Introduction

The fundamental concepts behind the PANDA approach is to model the regulatory network as a bipartite network and estimate edge weights based on the evidence that information from a particular transcription factor i is successfully being passed to a particular gene j. This evidence comes from the agreement between two measured quantities. First, the correlation in expression between gene j and other genes. And second, the strength ofevidence of the existence of an edge between TF i and those same genes. This concordance is measured using Tanimoto similarity. A gene is said to be available if there is strong evidence of this type of agreement. Analogous to this is the concept of responsibility which similarly focuses on a TF-gene network edge but instead measures the concordance between suspected protein-complex partners of TF i and the respective strength of evidence of a regulatory pathway between those TFs and gene j.

PANDA utilizes an iterative approach to updating the bipartite edge weights incrementally as evidence for new edges emerges and evidence for existing edges diminishes. This process continues until the algorithm reaches a point of convergence settling on a final score for the strength of information supporting a regulatory mechanism for every pairwise combination of TFs and genes. This package provides a straightforward tool for applying this established method. Beginning with data.frames or matrices representing a set of gene expression samples, motifpriors and optional protein-protein interaction users can generate an m by n matrix representing the bipartite network from m TFs regulating n genes. Additionally, pandaR reports the co-regulation and cooperative networks at convergence. These are reported as complete graphs representing the evidence for gene co-regulation and transcription factor cooperation.

Example

An example dataset derived from a subset of stress-induced Yeast is available by running

library(pandaR)
data(pandaToyData)

pandaToyData is a list containing a regulatory structure derived from sequence motif analysis, protein-protein interaction data and a gene expression. The primary function in pandaR is called with

pandaResult <- panda(pandaToyData$motif, pandaToyData$expression, pandaToyData$ppi)
pandaResult
## PANDA network for913genes and87transcription factors.
## 
## Slots:
## regNet   : Regulatory network of 87 transcription factors to 913 genes.
## coregNet: Co-regulation network of 913 genes.
## coopNet  : Cooperative network of 87 transcription factors.
## 
## Regulatory graph contains 79431 edges.
## Regulatory graph is complete.

Where pandaResult is a 'panda' object which contains data.frames describing the complete bipartite gene regulatory network as well as complete networks for gene coregulation and transcription factor cooperation. Due to completeness, edgeweights for the regulatory network are reported for all m*x*n possible TF-gene edges. The distribution of these edge weights for these networks has approximate mean 0 and and standard deviation 1. The edges are therfore best interpreted in a relative sense. Strongly positive values indicative of relatively larger amounts of evidence in favor a regulatory mechanism and conversely, smaller or negative values can be interpreted as lacking evidence of a shared biological role. It is naturally of interest to specify a high edge weight subset of the complete network to investigate as a set of present/absent edges. This is easily performed by using the topedges function. A network containing the top 1000 edge scores as binary edges can be obtained with

topNet <- topedges(pandaResult, 1000)

Users may then examine the genes targeted by a transcription factor of interest.

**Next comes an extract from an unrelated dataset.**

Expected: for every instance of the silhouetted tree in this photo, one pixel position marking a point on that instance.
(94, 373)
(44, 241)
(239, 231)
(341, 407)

targetedGenes(topNet, c("AR"))
##  [1] "AKAP10"       "CNDP2"        "CRHR1"        "HNRNPD"      
##  [5] "KIAA0652"     "LOC100093631" "LOC100128811" "PRR15"       
##  [9] "TCF4"         "TCP11L2"      "TMPRSS11B"    "VCX3B"       
## [13] "WDR4"

The network can be further simplified by focusing only on transcription factors on interest and the genes that they are found to regulate. The subnetwork method serves this function

topSubnet <- subnetwork(topNet, c("AR","ARID3A","ELK1"))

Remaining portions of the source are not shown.